If however, 2020 is the timescale to have a full and robust legislative framework to support, and partially achieve, the “Presidential Plan”, as well as meet Ukrainian ratified timescales regarding the implementation, and necessarily progressive legislative requirements of the DCFTA, then whining in July 2015 may be entirely inappropriate.
If the Rada is soon to grind to an Autumnal/Winter halt, being unable, or more to the point unwilling, to pass new legislation in a timely manner, then perhaps there are issues it can address for the next Rada before it dies an evermore expectedly premature death.
There is the issue of prioritising of course. As has been written here several times before regarding the creation of legislation, “the first question is always “is it necessary?”. If it is not necessary then it need not exist. The moment that a Ukrainian government actually goes through the existing statute and begin repealing a whole tome of unnecessary and/or Soviet inherited legislative nonsense cannot come too soon. Which is more important, toppling statues of Lenin or toppling Soviet and nonsensical legislature to which we are all supposed to conform?
Thereafter there are probably two tests above all others relating to any law/proposed law. The first and most obvious is whether the law advances justice for all. If yes, OK – if not then it fails to advance justice and should not be adopted.
The next question is whether any new law/proposed law that would advance justice for all, would adversely effect the most basic and fundamental of human rights in doing so. If yes it fails – if not then OK, bring it to the statute book.
Until any new law meets the “necessity” requirement, and passes the above two, admittedly but deliberately broad tests, then it is not fit for statute. The aim is rule of law – it is not rule by law. For rule of law to succeed, society must deem any law both necessary and fair or it will be ignored to the point of being effectively unenforceable when broken on a grand scale repeatedly.”

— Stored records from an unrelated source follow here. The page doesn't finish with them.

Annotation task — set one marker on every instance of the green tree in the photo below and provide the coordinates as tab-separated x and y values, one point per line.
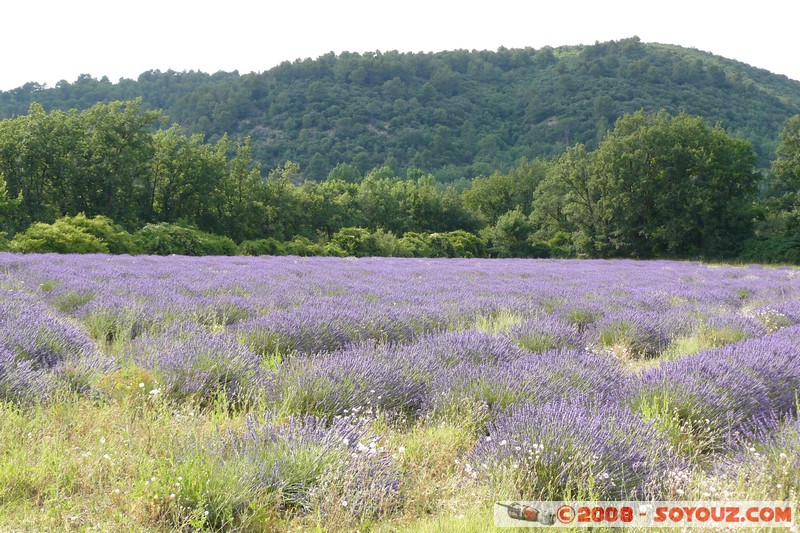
674	186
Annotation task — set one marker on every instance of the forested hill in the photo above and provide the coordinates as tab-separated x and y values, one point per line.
456	114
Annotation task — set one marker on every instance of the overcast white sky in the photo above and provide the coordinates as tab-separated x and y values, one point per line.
51	40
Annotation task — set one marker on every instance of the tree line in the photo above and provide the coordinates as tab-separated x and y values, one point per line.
116	178
457	114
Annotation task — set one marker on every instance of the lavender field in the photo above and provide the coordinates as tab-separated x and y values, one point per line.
164	393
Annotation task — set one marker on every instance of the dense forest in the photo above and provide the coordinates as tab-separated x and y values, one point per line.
455	114
454	154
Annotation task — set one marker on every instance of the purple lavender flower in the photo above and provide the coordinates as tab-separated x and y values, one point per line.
192	363
573	450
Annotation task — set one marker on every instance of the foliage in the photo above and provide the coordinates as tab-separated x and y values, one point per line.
169	239
657	185
458	113
61	237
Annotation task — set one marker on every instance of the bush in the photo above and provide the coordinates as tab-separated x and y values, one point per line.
59	237
604	453
169	239
262	247
360	242
779	249
117	239
77	234
303	246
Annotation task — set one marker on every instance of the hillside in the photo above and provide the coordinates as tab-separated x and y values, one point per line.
456	114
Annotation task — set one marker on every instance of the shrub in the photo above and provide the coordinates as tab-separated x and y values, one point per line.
60	237
174	239
304	247
262	247
196	365
295	465
346	382
572	450
117	239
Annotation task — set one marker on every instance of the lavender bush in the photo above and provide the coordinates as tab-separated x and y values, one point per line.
193	364
573	450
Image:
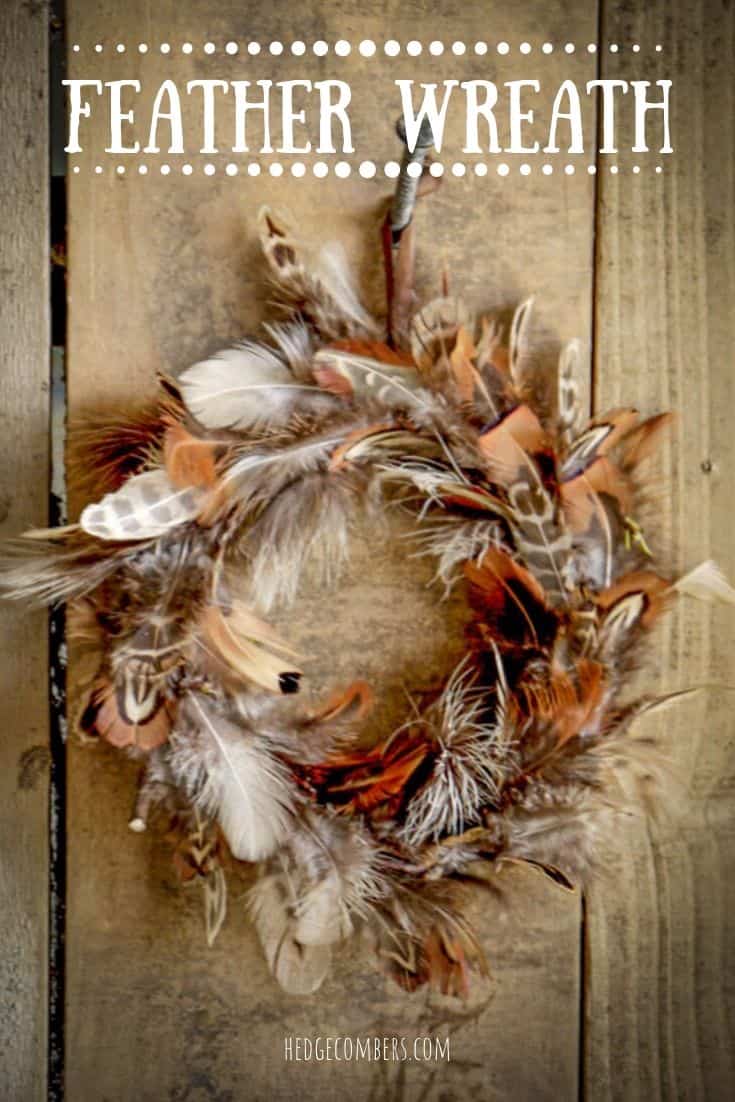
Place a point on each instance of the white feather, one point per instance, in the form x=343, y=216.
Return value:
x=299, y=969
x=146, y=507
x=247, y=787
x=332, y=269
x=706, y=582
x=241, y=388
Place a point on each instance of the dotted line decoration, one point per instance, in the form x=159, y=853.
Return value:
x=366, y=169
x=368, y=49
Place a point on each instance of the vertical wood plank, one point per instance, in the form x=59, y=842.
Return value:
x=660, y=991
x=164, y=270
x=23, y=501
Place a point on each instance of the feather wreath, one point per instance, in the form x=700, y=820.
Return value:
x=209, y=506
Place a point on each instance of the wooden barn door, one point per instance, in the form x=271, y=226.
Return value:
x=622, y=994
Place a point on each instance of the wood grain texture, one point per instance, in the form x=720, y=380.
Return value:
x=23, y=501
x=164, y=270
x=660, y=985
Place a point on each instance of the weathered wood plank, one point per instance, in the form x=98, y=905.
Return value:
x=164, y=270
x=660, y=993
x=23, y=501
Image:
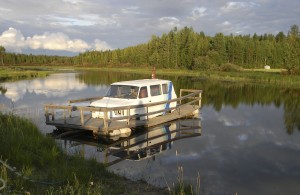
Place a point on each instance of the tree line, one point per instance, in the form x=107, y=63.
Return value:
x=187, y=49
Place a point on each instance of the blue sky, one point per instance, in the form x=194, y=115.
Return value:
x=72, y=26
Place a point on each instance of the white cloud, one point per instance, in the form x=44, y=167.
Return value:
x=198, y=12
x=237, y=5
x=101, y=45
x=130, y=10
x=14, y=40
x=168, y=23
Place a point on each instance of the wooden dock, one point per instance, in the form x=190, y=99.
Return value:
x=80, y=117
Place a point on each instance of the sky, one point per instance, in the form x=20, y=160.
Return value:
x=69, y=27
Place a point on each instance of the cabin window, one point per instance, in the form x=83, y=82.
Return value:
x=155, y=90
x=123, y=91
x=143, y=92
x=165, y=88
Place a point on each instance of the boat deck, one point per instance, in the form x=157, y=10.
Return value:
x=80, y=117
x=97, y=124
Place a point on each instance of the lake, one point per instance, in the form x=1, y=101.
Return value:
x=248, y=141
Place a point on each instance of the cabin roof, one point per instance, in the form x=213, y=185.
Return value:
x=142, y=82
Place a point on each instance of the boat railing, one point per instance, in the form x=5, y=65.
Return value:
x=193, y=97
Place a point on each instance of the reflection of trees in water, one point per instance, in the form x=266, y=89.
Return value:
x=292, y=110
x=218, y=93
x=3, y=90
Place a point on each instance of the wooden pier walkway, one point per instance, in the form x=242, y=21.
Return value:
x=56, y=115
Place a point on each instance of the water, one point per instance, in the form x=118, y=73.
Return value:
x=248, y=141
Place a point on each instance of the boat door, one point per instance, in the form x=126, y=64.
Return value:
x=144, y=98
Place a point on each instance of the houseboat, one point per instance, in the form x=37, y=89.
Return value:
x=127, y=105
x=134, y=93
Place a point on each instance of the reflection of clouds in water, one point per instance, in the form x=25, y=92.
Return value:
x=243, y=137
x=56, y=85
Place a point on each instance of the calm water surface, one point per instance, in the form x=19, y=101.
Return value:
x=249, y=139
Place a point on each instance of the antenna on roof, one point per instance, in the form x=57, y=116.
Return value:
x=153, y=73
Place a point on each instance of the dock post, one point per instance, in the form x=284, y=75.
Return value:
x=128, y=116
x=47, y=114
x=81, y=117
x=180, y=95
x=52, y=113
x=105, y=120
x=65, y=117
x=200, y=99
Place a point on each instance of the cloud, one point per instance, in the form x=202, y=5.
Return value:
x=168, y=23
x=101, y=45
x=198, y=12
x=236, y=5
x=14, y=40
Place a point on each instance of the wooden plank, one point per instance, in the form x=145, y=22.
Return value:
x=98, y=126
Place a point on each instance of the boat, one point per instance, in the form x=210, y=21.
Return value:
x=135, y=93
x=127, y=105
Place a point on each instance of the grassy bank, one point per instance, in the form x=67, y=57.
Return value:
x=18, y=73
x=39, y=166
x=272, y=76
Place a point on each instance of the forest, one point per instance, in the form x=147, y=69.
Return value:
x=187, y=49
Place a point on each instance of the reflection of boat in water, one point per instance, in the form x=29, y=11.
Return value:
x=127, y=105
x=140, y=144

Thus, what legislation is necessary and what priority should it have in a limited timescale? If it is not necessary, or is necessary but not a priority, let it wait until immediate legislative hurdles have been overcome.
If even that less ambitious tactic will soon be beyond the Rada at its next session, then spend time repealing a massive amount of entirely unnecessary law that is impeding the natural growth of business and societal ambition. If there can be no agreement upon what new legislation should be, then perhaps it is easier to agree upon what laws shouldn’t be – and repeal them.

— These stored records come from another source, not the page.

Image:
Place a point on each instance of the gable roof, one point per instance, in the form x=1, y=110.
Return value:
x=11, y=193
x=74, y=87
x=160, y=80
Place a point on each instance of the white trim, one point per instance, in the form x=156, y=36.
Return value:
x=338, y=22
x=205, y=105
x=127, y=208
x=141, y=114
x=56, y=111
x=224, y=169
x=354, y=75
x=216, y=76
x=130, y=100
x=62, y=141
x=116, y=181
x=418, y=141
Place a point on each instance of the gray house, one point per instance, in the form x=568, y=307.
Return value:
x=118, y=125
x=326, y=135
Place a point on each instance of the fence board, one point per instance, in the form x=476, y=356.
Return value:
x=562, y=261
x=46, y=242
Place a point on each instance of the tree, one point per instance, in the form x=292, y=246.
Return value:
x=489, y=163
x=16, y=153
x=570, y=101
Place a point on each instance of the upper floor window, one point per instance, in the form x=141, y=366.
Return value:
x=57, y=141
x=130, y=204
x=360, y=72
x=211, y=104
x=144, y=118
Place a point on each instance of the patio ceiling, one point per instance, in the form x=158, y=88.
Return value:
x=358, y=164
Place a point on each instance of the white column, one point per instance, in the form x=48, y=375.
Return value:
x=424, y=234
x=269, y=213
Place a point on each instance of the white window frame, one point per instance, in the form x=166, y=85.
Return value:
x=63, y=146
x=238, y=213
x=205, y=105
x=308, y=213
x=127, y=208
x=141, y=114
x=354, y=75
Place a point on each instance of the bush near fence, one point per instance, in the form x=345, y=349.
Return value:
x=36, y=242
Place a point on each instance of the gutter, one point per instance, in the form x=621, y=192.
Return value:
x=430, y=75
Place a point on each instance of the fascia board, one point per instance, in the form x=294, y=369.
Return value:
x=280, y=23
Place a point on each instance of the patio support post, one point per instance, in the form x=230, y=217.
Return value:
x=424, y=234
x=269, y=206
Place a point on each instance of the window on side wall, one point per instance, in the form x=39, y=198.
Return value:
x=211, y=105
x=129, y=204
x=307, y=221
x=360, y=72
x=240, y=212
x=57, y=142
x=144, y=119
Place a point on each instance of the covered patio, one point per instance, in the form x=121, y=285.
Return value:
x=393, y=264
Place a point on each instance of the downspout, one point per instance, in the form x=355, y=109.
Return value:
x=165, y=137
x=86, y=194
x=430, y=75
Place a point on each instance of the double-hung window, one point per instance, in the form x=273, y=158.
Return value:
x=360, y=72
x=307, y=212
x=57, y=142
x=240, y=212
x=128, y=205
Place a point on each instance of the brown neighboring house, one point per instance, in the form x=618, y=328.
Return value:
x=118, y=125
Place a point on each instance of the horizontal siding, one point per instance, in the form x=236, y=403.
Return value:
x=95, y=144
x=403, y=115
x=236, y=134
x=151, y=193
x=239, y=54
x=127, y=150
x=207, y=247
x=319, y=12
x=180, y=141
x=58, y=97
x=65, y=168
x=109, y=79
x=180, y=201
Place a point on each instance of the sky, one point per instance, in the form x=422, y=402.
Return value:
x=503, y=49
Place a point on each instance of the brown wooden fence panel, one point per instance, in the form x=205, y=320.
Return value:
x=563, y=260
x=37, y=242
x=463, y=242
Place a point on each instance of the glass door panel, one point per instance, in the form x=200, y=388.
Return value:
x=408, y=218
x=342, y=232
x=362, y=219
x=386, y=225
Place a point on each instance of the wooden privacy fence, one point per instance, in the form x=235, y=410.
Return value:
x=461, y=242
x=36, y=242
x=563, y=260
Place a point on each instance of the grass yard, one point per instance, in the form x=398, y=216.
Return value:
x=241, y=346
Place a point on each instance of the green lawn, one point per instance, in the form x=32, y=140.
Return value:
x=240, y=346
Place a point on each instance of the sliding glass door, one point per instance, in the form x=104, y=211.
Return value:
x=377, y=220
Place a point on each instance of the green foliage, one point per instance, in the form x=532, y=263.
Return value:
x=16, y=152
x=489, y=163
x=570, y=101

It would be a very productive thing to do anyway, more so if there is an inability to insert a new law where one is deleted, thus loosening the grip of the State where it need not be in a modern legislative and economic framework.
Should that prove too much, and it probably would, then perhaps this Rada could do the next one a big favour and deal with its own retarded internal processes.
The current processes are slow, cumbersome, and often unnecessary, on occasion overly elaborate, and seemingly deliberately weighted to prevent rather than encourage the legislative progress with any quality resulting . Why not spend, what may otherwise be an unproductive Rada session by Christmas, agreeing and streamlining the internal processes of the Rada. Make it a swifter, more responsive, nimble, flexible and yet robust set of processes capable of producing timely yet considered outcomes.
Just “where Lutsenko’s head is at” following his latest statement, presumably time will tell. Perhaps he is unsure himself. However, if he is admitting temporary defeat with regard to new passing huge volumes of new legislation by whatever notional date, then Ukraine has other fundamental issues to also address during any non-functioning Rada – administrative structures and processes also being priorities that have a pressing need for reform. Rada processes are clearly amongst them.